What, Stapleton was asked, did he do to turn that game around?
"Game changer! Game changer!" Starks shouted at Stapleton.
"How DID you turn it around?" Roethlisberger asked before shouting the question to the rest of the locker room.
"See what you started?" Stapleton said to the reporter. "You're getting me in trouble. You're a troublemaker."
But Stapleton IS a game changer. He did it in college. Rutgers hadn't played in a bowl game in 27 years until Stapleton transferred there to play center in 2005. And in 2006, Stapleton led Rutgers to an amazing 11-2 record.
Stapleton wasn't drafted, but made the Steelers as a free agent in 2007, and he didn't see his first action on the offensive line until Monday night, when he rallied the Steelers to a win.
"No, the offense turned it around," Stapleton said. "We had a nice little talk from our quarterback, who's our leader, and that helped the offense pick it up in the second half."
Stapleton was thrown into the fire against Haloti Ngata and the 310-pound Stapleton stopped the 350-pounder in his tracks. Or something like that.
"I know I'm not 350 pounds, but I can hold my own," Stapleton said. "It went all right. He's a load and I think I held my own."
But Stapleton must win a competition this week against Trai Essex to keep the job. Essex is a five-year vet who's started five games, including the playoff game last year against Jacksonville. He's played only left tackle in those games, but has practiced at both guard spots and both tackle spots the last two years. At 6-4, he's a few inches taller than Stapleton and at a listed 324 is at least 15 pounds heavier. He also drew raves at training camp as one of the team's most improved players as he filled in at left guard for injured Chris Kemoeatu.
Stapleton opened as the right guard at Wednesday's practice, but Essex is expected to get his chance today.
"I'd be lying if I said this isn't a good opportunity," said Essex. "If I get in there and perform well, I might be there the rest of the season. So it's a great opportunity."
Essex said he can play all five line positions, and that the difference between guard and tackle is "space. Tackles deal with a lot of space, whereas at guard, the guy's right there in your face. Other than that it's the same thing: Hit the guy across from you in the face and protect the quarterback."
But the Steelers haven't been doing much of that this season. The Steelers have allowed 16 sacks. Only San Francisco, with 19, has allowed more. So what do the Steelers have to lose by replacing one veteran lineman with either of these veteran linemen?
"I think people are just trying to do more than their job," Essex said. "I think everyone will settle down and start to get this thing done."

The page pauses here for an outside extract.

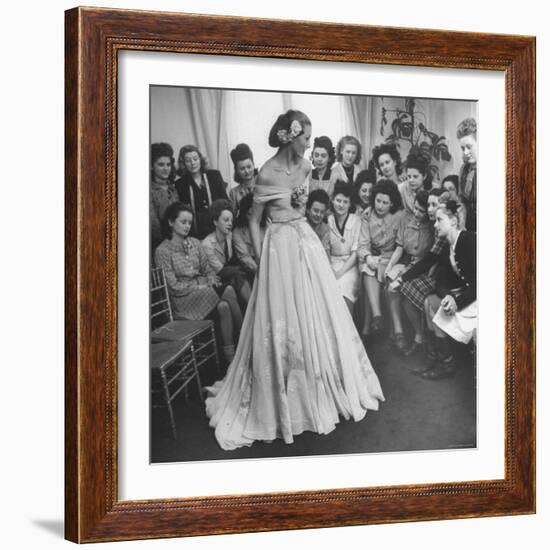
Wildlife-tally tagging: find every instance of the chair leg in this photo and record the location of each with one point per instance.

If either Stapleton or Essex can't get the job done Sunday night in Jacksonville, the following bye week would afford Coach Mike Tomlin to look at another contender: right tackle Willie Colon, a natural guard who could slide over for Max Starks at right tackle.

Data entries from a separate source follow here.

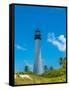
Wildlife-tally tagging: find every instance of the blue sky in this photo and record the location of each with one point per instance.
(52, 25)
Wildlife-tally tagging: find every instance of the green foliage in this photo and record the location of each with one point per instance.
(49, 76)
(26, 69)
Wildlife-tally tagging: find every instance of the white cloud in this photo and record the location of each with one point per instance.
(59, 42)
(19, 47)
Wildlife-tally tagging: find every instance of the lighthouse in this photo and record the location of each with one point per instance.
(38, 69)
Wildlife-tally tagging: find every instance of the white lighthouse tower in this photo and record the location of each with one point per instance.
(38, 69)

"WHAT?" Colon asked. "What is all this BS? I've been in meetings all day. I haven't heard anything about this." Colon was kidding of course. Wave after wave of reporters had stopped at his locker to ask him about playing guard after Tomlin hinted at the move at his Tuesday press conference.
"Whatever it takes," Colon said. "I just want to win. I went through enough losing in college. I just want to win. If I can step in and be a factor, fine. I take pride in playing right tackle, but I also take pride in being in the starting lineup and winning games."
The Steelers have the candidates who would allow the line to not fall off in performance. But they could also do so much more.